As I mentioned, it's a top tourist attraction. Our guide was friendly and energetic, sharing statistics of horrors with a tone that probably would have been more appropriate at the Natural History Museum in Washington, D.C.

It seemed as though this was a place where tourists could pay an entry fee to feel bad about themselves (and the ways their predecessors may have profited from this history), but only in order to later feel good about themselves for having gone to such an "enriching," "important," "educational" site - and doubly good for having supported the local community after their tour, by buying one of the tacky t-shirts or earrings that are sold from stalls around the island.

It's an ironic combiation - sobering history and contemporary consumerist cheerfulness - and I still don't know what to make of it. Is this an essential site for everyone around the world to see? That's certainly what I was thinking at first, as I snapped as many photos as possible to share with people on this blog.

Was the information that I learned there reliable, and if other people in Senegal have told me contradictory stories about the place, then why is it that I feel a greater sense of queasiness to question the historical accuracy of this site, as opposed to any other?

Why do I reflect so much on how I interacted with this site, on what it meant to me personally - can this be attributed to maturity or narcissism? Self-awareness or supremely missing the point?

Are my assumptions about how other tourists interact with this site founded? And what if they're not?
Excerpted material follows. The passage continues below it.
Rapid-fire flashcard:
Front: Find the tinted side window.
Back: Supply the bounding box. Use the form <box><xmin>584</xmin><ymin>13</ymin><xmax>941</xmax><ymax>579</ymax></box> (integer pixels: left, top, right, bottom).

And on IHP do we fancy ourselves triply good for doing all the things the other tourists are doing...but with more analysis after the fact?

And should it be depressing, or inspiring, or confusing, or what to see how local residents have turned this island into a highly profitable enterprise?

And how did this history ever happen?

And why do we talk about the past as though it were a parallel universe?

And if this blog post - or my earlier one on the dump in India - makes a reader feel pity, then what do I think of that?

I think I'm starting to understand more of what they mean when they say that IHP doesn't lead to many answers, but it does lead to more questions.